Agreement of Parties:

  1.  Entire Agreement: This document contains the entire agreement between EventScan/AMS and Client and may not be changed except by written agreement.
  2. Binding Effect: This agreement is binding upon and inures to the benefit of the parties and their respective heirs, executors, administrators, successors, and permitted assigns.
  3. Joint and Several: If Client consists of more than one Person or entity, the obligations and liabilities of each such Person hereunder are joint and several.  EventScan/AMS shall not be liable and Client hereby waives all claims against EventScan/AMS for any damage to any property or any injury to any person by or from any cause whatsoever, except to the extent caused by or arising from the gross negligence or willful misconduct of EventScan/AMS or its agents, employees or contractors. Client shall protect, indemnify and hold the EventScan/AMS entities harmless from and against any and all loss, claims, liability or costs (including court costs and attorney’s fees) incurred by reason of (a) any damage to any property or any injury to any person to the extent that such injury or damage shall be caused by or arise from any actual or alleged act, neglect, fault, or omission by or of Client, its servants, invitees, or visitors to meet any standards imposed by any duty with respect to the injury or damage; (b) the conduct or management of any work or thing whatsoever done by the Client in or about the Premises of the scanning or testing location or from transactions of the Client concerning the Premises; (c) client’s failure to comply with any and all governmental laws, ordinances and regulations applicable to the condition or use of the Premises of the scanning or testing location or its occupancy; or (d) any breach or default on the part of Client in the performance of any covenant or agreement on the part of the Client to be performed pursuant to this agreement. The provisions of this Article shall survive the termination of this agreement with respect to any claims or liability accruing prior to such termination.

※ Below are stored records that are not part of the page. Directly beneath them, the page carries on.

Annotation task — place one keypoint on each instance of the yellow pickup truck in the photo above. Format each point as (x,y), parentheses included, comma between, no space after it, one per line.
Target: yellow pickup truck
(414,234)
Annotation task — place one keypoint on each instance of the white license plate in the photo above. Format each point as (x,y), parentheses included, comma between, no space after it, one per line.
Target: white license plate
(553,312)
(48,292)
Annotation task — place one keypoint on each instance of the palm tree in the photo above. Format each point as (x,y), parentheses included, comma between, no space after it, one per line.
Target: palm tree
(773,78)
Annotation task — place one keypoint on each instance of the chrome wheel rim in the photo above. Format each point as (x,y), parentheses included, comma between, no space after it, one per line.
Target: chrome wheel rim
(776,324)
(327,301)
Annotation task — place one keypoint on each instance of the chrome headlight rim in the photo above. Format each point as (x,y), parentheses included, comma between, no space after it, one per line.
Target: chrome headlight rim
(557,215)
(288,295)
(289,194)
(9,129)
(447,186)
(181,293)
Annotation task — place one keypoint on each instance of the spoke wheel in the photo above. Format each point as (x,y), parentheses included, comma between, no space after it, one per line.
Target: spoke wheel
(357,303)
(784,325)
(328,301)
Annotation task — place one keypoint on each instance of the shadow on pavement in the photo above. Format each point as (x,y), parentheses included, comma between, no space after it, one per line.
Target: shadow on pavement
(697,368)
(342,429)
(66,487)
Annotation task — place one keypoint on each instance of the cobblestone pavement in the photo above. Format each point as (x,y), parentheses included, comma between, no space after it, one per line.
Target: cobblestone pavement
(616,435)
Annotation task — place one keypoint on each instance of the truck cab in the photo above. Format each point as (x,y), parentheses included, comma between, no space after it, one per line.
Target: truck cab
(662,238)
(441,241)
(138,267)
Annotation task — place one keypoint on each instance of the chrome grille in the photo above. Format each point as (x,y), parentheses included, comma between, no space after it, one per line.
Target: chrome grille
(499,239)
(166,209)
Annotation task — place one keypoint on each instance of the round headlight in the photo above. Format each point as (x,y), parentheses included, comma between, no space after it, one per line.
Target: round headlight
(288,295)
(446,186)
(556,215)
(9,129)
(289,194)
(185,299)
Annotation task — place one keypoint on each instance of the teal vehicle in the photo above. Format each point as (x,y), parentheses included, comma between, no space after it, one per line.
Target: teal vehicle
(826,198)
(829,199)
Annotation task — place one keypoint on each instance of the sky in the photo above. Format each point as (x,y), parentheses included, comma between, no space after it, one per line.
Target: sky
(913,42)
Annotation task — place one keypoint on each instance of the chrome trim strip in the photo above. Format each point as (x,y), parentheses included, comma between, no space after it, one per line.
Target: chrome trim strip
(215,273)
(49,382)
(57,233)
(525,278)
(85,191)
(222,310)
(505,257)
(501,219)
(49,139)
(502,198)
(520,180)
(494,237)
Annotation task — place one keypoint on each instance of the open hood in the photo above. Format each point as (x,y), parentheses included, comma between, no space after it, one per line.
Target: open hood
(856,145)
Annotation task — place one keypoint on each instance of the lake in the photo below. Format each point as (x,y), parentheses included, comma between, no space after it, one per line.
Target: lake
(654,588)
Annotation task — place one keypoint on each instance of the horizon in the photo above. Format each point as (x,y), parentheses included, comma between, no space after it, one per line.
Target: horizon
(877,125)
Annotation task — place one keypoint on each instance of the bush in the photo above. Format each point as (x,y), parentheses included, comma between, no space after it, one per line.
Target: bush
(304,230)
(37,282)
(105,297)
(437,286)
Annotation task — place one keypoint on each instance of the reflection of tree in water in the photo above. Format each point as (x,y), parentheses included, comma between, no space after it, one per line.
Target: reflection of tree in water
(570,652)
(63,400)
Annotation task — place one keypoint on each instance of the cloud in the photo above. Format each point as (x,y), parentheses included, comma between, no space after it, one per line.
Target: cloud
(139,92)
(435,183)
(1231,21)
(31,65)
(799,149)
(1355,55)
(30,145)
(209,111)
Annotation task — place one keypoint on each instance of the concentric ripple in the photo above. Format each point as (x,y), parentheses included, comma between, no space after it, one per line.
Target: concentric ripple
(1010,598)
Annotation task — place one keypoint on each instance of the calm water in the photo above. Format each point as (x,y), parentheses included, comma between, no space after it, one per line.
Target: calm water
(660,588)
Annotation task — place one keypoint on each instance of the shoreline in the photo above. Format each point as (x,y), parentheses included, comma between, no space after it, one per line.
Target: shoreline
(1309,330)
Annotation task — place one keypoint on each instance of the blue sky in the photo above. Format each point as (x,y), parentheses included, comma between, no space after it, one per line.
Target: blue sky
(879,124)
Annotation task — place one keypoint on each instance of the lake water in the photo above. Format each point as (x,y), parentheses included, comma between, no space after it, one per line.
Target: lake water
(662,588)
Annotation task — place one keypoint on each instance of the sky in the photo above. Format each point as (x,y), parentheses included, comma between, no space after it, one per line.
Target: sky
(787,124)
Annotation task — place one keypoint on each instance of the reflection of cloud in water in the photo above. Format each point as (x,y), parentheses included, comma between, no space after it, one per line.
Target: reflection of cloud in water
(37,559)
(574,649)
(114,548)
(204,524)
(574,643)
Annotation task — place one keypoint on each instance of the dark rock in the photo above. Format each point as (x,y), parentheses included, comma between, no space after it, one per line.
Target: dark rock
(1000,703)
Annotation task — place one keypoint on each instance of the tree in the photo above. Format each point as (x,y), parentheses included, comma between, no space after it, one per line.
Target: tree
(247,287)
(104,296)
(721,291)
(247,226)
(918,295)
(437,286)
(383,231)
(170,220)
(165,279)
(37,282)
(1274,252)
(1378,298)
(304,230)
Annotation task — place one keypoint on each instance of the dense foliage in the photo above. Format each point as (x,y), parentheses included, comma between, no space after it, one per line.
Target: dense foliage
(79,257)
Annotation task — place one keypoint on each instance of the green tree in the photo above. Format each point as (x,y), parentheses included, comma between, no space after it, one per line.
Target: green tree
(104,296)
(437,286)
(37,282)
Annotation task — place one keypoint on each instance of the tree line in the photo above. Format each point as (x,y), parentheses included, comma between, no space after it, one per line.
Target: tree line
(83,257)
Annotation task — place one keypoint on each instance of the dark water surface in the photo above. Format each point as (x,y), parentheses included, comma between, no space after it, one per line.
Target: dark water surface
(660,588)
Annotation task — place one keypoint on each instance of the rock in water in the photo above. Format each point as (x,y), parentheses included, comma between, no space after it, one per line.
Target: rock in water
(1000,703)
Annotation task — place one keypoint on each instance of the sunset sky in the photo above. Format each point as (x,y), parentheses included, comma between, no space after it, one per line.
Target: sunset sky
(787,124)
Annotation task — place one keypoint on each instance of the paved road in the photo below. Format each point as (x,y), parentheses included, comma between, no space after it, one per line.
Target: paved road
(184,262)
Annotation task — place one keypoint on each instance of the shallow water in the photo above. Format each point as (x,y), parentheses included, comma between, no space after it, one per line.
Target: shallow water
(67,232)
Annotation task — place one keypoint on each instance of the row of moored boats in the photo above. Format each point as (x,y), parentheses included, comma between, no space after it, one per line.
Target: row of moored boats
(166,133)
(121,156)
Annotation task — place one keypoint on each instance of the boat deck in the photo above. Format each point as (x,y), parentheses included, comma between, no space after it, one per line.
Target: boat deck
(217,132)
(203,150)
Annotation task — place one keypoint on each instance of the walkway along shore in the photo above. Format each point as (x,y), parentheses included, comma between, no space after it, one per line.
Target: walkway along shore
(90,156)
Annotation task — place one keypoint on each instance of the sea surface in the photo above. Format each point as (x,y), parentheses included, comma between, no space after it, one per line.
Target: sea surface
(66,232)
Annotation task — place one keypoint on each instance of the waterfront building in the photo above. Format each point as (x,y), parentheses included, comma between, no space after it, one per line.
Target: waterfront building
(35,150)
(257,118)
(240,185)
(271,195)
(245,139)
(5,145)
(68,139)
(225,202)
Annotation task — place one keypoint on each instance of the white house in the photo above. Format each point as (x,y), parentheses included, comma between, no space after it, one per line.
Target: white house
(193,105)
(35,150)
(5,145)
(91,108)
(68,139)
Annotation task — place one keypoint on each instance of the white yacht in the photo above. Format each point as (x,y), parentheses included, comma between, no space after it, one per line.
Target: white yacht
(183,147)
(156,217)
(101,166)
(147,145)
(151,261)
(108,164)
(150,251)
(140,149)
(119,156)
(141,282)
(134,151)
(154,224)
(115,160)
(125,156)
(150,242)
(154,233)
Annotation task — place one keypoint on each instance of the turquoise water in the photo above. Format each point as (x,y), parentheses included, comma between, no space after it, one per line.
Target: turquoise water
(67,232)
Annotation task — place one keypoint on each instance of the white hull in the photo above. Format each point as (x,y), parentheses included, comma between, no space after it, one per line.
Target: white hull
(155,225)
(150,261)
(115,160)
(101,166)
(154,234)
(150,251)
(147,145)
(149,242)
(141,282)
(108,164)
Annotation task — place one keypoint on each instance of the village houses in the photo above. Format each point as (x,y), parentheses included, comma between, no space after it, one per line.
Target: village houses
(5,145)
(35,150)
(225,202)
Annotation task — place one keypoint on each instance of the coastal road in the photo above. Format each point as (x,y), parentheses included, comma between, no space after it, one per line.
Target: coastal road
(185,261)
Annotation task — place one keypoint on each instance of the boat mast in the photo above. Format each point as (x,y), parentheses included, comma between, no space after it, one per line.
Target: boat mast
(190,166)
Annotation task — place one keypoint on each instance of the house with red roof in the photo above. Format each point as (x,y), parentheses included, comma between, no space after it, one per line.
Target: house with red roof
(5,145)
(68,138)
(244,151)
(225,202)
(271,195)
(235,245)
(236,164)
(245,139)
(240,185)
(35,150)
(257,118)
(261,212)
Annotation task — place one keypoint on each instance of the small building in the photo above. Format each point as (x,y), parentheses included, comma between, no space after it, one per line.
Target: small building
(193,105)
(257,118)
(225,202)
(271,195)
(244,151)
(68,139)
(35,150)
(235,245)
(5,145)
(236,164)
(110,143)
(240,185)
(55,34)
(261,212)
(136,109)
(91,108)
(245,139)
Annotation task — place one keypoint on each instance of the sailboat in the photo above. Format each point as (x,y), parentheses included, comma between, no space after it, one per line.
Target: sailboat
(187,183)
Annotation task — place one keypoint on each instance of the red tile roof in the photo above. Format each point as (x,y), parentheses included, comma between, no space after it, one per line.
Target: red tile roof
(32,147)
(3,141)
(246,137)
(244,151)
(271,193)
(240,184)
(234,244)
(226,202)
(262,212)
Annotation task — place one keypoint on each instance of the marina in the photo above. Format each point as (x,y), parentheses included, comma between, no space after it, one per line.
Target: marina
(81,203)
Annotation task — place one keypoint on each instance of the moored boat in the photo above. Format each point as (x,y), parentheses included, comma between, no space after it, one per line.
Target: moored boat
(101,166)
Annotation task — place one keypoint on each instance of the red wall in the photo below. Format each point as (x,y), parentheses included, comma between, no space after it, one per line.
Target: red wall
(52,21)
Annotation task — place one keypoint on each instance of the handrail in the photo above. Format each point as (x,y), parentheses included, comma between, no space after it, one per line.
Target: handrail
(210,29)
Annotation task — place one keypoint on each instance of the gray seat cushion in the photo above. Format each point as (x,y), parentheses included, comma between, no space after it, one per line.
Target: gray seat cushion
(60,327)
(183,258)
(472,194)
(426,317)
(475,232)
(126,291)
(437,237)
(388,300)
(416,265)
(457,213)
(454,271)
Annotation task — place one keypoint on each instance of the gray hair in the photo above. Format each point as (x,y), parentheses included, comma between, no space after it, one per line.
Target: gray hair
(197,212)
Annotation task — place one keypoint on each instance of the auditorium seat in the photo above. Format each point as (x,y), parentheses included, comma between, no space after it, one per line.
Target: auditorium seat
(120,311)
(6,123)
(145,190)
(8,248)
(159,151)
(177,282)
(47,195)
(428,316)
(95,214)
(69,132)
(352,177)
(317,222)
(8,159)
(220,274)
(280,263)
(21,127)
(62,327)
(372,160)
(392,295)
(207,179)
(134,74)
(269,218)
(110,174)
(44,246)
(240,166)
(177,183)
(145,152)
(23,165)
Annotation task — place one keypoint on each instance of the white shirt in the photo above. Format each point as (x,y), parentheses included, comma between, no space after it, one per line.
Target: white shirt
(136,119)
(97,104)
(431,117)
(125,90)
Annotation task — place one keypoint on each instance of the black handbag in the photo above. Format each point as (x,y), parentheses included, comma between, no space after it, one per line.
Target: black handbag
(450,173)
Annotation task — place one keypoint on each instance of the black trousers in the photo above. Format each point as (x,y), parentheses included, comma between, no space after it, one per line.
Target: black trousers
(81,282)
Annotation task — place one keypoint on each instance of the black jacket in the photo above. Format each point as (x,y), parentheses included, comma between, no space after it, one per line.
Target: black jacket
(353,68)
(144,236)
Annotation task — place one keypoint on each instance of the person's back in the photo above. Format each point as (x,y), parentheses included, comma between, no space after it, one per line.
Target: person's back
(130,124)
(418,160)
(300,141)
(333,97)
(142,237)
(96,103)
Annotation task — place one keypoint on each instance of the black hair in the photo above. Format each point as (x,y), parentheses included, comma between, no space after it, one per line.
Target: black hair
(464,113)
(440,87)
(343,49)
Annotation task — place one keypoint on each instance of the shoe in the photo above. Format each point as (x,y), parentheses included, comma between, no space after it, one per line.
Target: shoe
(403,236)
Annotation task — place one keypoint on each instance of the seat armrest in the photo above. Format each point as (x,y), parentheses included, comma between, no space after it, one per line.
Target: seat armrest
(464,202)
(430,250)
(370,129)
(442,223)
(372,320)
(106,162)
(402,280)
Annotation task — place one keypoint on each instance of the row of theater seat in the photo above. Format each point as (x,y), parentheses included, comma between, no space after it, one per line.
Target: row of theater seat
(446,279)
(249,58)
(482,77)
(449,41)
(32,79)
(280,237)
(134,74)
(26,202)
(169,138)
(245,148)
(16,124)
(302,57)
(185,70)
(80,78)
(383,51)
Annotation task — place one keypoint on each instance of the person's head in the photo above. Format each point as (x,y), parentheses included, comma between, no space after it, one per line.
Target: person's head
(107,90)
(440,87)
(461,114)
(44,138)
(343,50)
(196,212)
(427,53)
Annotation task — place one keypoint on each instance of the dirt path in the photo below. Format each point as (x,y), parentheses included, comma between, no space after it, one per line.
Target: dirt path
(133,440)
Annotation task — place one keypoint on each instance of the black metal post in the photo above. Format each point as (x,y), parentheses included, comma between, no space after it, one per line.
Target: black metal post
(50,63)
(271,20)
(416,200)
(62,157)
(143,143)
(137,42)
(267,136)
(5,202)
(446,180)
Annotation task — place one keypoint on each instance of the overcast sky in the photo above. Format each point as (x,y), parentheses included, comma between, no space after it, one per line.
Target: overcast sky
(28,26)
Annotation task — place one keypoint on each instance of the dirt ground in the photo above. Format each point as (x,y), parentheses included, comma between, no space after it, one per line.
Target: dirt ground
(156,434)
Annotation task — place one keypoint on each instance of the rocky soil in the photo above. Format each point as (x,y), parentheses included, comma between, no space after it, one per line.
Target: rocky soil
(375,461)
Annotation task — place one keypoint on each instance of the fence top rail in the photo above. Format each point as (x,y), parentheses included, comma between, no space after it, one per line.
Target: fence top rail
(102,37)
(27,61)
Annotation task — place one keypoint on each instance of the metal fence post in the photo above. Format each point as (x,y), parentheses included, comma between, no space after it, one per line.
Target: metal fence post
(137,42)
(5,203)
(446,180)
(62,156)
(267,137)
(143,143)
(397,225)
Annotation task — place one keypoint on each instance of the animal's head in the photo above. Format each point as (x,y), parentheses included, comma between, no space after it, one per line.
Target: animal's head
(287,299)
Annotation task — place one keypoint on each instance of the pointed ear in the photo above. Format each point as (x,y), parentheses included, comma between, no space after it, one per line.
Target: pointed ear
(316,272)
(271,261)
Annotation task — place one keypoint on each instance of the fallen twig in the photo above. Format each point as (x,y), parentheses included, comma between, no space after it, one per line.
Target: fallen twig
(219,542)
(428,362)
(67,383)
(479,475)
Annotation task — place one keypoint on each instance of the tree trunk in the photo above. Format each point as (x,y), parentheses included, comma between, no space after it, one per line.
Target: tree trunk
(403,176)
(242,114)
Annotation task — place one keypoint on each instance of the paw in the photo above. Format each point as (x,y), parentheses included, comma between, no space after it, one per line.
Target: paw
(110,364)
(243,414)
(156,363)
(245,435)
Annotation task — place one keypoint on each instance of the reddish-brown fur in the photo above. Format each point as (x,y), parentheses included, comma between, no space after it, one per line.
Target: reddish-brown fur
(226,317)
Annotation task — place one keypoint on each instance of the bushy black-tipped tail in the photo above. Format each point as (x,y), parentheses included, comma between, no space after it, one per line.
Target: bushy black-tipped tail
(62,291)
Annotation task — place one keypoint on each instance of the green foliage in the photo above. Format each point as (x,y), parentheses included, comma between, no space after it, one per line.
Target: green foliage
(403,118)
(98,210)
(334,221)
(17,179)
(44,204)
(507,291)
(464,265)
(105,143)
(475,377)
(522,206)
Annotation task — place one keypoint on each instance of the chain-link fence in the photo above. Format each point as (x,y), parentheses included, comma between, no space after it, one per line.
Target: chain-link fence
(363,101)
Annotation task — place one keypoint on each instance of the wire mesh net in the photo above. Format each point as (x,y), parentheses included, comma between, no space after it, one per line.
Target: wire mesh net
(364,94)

  4. Controlling Law: The laws of the State of Texas govern the interpretation, performance and enforcement of this agreement.  All legal disputes are to be filed and carried in Hays County (Texas).
  5. Severable Clauses: If any clause in this agreement is found invalid or unenforceable by a court of law, the remainder of the agreement will not be affected and all other provisions of this agreement will remain valid and enforceable.
  6. Force Majeure: If EventScan/AMS’s performance of services in this agreement is delayed by strike, shortage of material, government restriction, riot, flood, or any cause outside of EventScan/AMS’s control, the time for EventScan/AMS’s performance will be abated until after the delay.
  7. Time: Time is of the essence.  The parties require strict compliance with the times for performance.